A minha namorada tem um celular Nokia antigo, daqueles de flip ainda
(lembram?). Não tem nenhum recurso a não ser os básicos: telefone,
mensagens, alarmes, uns joguinhos.

Os mais jovens dizem que o fato de ela ter um telefone velho assim “é
paia demais”, ou algo assim, não estou por dentro das gírias novas.
Apesar das críticas, é com esse celular que ela fala quase todo dia com
a mãe dela, a 800 km daqui. É com esse celular que ela se comunica com
os sobrinhos e irmãos que moram longe. É com esse celular que ela troca
mensagens comigo.

Ela não está nem aí para o que está acontecendo no Twitter (e eu,
namorado ruim que sou, continuo checando-o mesmo quando estou com ela).
Ela não ri das fotos com legendas engraçadas no Instagram. Ela consulta
o Facebook com calma, no computador dela. Ela não precisa consultar o
email quando está na fila do mercado.

Ela é formada numa universidade, trabalha, já morou em algumas cidades
diferentes, vai a festas, tem amigos, tem um namorado. Tudo isso sem um
smartphone. E ela diz que só vai comprar um outro celular quando este
estragar. Considerando que estamos falando de um Nokia antigo, isso quer
dizer nunca.

Namorá-la é com certeza a melhor coisa que me aconteceu nesse ano, e,
apesar de naturalmente não ser só por causa disso, ela é um lembrete
ativo do que queremos dizer quando precisamos de algo.

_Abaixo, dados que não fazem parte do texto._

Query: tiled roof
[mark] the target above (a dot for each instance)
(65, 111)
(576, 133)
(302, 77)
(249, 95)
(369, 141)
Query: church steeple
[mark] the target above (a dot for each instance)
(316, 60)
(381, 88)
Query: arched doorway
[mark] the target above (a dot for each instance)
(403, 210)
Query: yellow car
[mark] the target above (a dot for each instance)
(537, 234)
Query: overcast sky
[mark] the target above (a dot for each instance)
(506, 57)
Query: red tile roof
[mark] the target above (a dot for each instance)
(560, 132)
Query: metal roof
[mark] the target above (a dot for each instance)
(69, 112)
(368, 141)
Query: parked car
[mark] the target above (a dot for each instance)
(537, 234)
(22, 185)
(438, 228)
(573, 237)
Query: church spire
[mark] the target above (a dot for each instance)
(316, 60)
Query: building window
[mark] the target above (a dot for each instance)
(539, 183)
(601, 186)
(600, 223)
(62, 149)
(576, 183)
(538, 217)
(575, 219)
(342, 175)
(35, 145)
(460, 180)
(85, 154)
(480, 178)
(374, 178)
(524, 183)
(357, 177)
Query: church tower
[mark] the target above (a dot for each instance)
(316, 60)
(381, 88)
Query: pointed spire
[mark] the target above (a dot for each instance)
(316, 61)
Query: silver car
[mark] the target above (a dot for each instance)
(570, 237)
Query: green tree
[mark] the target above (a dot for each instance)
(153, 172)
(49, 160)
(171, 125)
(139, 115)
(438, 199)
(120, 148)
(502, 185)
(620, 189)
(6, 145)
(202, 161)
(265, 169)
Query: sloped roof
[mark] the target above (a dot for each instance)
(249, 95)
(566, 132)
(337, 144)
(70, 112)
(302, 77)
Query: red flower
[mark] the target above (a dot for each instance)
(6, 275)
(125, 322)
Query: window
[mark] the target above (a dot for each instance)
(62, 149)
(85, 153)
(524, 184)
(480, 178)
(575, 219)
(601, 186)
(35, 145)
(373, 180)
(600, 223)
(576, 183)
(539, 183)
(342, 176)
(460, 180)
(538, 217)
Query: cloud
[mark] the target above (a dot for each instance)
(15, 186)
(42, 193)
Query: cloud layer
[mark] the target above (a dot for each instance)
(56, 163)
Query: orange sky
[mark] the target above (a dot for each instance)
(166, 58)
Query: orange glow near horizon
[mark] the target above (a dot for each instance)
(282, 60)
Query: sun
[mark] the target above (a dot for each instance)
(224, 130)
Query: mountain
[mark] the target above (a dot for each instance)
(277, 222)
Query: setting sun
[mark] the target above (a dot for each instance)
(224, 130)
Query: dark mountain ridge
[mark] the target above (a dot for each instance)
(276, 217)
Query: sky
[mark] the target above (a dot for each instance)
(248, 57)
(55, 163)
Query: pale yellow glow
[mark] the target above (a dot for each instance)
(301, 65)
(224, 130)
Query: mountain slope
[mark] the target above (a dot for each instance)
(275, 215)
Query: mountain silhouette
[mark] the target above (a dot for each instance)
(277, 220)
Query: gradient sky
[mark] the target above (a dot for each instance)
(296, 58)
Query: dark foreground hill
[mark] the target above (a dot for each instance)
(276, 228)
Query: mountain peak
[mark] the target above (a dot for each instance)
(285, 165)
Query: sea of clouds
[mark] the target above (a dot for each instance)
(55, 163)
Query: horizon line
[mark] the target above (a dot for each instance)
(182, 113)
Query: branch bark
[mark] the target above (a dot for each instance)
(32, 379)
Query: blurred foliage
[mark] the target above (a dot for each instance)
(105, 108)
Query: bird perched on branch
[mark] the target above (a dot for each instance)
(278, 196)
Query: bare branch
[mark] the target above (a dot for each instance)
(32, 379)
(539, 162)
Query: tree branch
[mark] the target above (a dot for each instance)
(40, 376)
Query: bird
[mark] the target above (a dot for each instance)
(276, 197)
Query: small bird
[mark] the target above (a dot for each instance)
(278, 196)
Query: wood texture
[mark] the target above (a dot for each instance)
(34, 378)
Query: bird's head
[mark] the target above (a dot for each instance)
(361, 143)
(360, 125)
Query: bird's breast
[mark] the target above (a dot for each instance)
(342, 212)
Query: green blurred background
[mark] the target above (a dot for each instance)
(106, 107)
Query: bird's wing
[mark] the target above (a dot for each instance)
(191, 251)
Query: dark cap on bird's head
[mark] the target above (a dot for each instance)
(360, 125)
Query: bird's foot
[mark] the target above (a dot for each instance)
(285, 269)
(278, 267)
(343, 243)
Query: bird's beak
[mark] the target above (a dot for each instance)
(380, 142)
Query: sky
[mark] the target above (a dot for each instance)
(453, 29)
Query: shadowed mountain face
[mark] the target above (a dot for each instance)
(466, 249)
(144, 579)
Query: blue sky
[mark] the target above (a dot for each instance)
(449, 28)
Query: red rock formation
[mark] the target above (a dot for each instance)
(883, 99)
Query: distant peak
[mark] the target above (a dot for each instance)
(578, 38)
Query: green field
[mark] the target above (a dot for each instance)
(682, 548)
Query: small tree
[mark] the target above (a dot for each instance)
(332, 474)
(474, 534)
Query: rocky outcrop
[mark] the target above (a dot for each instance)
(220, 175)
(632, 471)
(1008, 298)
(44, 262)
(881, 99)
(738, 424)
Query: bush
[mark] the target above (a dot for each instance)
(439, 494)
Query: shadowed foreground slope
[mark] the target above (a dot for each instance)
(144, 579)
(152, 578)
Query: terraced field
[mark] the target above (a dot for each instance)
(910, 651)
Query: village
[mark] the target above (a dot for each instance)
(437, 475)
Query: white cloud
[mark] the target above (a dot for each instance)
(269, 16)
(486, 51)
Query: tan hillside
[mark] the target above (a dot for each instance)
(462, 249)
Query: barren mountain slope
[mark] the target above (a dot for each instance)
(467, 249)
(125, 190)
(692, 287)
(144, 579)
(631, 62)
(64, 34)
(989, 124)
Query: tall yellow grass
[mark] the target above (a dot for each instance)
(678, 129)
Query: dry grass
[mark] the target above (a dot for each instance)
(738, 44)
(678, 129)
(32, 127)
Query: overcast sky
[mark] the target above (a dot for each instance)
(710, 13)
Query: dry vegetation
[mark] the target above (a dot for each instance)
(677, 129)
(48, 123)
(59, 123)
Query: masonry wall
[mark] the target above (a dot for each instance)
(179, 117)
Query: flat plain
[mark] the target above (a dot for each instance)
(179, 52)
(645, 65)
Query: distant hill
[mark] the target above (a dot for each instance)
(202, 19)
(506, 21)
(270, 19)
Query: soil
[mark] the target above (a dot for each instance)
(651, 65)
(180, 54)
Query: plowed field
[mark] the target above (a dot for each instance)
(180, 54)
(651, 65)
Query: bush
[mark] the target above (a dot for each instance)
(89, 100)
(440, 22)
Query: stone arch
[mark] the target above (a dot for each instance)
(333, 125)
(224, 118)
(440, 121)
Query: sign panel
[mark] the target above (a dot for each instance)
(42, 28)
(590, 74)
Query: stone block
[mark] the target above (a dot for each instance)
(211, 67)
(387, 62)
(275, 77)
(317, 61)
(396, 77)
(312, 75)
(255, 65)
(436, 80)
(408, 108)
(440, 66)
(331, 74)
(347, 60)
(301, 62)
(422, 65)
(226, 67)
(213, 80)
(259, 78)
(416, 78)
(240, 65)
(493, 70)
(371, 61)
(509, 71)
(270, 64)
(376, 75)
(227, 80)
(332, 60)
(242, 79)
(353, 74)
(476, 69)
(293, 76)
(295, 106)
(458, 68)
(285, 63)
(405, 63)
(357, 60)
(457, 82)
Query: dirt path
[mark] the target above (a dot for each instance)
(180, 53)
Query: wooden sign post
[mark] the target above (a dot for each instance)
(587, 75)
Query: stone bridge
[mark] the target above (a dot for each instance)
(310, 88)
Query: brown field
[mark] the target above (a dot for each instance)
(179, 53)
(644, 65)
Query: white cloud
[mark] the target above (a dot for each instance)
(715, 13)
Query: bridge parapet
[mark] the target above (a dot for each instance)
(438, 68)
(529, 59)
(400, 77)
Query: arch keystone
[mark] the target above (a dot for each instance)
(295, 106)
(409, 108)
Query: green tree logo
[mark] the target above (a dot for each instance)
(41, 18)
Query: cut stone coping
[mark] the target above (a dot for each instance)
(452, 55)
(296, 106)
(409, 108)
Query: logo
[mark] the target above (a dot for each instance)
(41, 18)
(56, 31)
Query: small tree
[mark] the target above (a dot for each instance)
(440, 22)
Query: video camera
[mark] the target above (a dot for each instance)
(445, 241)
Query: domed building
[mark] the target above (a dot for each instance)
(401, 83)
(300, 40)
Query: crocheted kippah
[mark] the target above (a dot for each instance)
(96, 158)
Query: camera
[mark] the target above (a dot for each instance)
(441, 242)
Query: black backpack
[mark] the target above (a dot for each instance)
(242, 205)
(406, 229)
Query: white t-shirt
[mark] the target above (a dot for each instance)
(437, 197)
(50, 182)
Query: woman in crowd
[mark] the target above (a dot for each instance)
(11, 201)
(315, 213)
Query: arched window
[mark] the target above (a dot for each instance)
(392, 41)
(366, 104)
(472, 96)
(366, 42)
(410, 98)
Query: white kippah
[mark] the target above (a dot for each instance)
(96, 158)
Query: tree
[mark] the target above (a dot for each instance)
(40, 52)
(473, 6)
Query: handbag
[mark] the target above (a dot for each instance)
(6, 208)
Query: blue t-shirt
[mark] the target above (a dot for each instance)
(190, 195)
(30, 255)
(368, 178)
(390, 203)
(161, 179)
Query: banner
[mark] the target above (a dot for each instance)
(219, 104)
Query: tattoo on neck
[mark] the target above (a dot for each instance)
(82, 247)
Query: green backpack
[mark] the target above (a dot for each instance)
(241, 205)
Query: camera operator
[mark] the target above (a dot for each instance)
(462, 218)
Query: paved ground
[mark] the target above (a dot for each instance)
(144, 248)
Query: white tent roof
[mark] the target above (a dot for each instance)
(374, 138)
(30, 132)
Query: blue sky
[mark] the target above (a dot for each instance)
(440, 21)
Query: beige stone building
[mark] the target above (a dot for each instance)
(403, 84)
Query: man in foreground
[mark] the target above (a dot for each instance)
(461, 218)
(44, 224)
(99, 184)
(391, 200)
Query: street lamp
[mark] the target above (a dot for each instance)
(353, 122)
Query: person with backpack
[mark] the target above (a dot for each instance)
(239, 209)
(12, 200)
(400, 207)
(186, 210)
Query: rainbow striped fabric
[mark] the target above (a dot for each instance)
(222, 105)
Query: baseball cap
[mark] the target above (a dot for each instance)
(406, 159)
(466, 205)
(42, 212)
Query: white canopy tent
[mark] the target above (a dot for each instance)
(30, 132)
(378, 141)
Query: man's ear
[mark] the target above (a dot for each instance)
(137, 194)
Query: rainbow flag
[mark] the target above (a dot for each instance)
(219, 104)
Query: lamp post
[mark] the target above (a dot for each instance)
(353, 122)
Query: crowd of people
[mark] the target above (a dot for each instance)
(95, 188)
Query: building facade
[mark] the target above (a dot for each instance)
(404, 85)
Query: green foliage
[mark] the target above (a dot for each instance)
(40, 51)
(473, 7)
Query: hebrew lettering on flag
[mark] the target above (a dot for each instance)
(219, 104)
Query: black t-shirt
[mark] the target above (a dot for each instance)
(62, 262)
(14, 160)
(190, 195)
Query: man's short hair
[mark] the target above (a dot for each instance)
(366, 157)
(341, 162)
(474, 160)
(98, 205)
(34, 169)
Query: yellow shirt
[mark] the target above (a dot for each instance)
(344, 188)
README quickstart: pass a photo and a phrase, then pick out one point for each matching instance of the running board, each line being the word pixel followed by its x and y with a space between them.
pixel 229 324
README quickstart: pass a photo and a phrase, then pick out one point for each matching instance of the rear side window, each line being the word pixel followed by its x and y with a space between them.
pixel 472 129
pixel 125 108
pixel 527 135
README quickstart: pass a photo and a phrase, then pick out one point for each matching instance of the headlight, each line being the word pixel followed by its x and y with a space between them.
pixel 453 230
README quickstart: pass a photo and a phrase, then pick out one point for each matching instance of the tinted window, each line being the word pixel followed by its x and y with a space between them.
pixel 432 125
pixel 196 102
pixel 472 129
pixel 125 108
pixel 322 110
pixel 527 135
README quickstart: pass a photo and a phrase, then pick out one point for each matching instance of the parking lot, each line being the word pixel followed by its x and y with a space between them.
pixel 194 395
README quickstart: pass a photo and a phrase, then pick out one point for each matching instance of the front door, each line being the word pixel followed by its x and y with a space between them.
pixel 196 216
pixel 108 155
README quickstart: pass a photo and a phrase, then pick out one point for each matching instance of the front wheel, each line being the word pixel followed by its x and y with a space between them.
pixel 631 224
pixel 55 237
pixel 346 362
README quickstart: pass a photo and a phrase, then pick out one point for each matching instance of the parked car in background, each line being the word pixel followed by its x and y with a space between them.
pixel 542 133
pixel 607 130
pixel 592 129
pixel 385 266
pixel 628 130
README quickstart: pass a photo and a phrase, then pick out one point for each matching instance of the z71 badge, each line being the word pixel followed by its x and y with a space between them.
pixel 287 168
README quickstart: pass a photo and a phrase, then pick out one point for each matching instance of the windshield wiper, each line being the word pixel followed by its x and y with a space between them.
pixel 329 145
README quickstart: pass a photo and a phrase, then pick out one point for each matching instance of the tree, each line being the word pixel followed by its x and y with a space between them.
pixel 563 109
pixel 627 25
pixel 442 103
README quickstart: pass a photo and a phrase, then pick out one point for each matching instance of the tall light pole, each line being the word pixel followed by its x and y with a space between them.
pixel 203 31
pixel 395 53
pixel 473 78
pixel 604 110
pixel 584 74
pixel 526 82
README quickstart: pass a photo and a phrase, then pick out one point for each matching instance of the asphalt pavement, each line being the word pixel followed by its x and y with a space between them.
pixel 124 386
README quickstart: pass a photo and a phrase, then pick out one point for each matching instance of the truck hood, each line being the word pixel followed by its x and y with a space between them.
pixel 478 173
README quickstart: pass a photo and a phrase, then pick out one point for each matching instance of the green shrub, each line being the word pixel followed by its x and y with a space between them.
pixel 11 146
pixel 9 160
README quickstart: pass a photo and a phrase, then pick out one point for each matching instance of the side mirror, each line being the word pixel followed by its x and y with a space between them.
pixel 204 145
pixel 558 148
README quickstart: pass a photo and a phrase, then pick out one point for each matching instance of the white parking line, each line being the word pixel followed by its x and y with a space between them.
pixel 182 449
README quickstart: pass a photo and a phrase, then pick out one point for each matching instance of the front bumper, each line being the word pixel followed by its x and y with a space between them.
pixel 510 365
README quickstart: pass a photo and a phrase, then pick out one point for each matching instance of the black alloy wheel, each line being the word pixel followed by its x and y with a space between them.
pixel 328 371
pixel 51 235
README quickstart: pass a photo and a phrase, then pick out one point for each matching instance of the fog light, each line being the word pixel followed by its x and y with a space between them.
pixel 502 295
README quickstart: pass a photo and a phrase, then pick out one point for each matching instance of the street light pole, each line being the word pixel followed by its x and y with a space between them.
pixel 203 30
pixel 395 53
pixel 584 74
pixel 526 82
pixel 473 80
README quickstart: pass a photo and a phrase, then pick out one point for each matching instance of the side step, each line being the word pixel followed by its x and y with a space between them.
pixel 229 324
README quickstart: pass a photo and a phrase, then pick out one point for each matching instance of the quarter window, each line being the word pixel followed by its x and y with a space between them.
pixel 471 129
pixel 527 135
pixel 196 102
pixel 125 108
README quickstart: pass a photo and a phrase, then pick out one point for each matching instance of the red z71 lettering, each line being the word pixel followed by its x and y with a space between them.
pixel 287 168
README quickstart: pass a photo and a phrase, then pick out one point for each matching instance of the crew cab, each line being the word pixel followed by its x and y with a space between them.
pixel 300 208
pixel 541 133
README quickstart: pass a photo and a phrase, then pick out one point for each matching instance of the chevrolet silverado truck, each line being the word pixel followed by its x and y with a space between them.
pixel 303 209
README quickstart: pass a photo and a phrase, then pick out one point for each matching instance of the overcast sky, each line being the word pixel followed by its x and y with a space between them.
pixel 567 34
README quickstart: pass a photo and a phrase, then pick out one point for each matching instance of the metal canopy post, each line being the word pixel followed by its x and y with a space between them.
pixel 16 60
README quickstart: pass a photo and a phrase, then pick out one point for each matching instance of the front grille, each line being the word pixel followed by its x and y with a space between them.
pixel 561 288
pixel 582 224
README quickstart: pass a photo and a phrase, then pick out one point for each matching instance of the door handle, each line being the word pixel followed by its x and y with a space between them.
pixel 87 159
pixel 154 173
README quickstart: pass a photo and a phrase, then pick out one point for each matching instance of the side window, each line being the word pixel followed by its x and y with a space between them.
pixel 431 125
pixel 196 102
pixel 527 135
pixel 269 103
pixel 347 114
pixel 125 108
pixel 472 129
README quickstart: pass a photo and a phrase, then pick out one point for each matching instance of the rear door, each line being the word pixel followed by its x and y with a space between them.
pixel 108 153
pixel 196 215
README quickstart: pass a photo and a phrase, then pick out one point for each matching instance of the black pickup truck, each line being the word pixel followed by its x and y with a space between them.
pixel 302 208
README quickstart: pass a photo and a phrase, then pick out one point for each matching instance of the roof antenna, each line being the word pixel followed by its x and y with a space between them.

Você é um animal. Você precisa de água e comida. Precisa dormir. Precisa
fazer exercício. Precisa urinar e defecar.

Você também é um ser humano. Precisa ter cultura, sentir-se pertencente
a algo, relacionar-se com alguém (seja esse alguém Deus), integrar-se na
sociedade, estimular-se intelectualmente, descobrir a sua vocação.

O que você não precisa é de uma tela Retina.


Eu me formei em engenharia, então para mim a tecnologia é um meio de
vida. A minha profissão é criar tecnologia, então o leitor pode ter
certeza que não quero dizer que temos que abandonar toda tecnologia. O
que prego é que temos de ter uma atidude racional em relação a ela.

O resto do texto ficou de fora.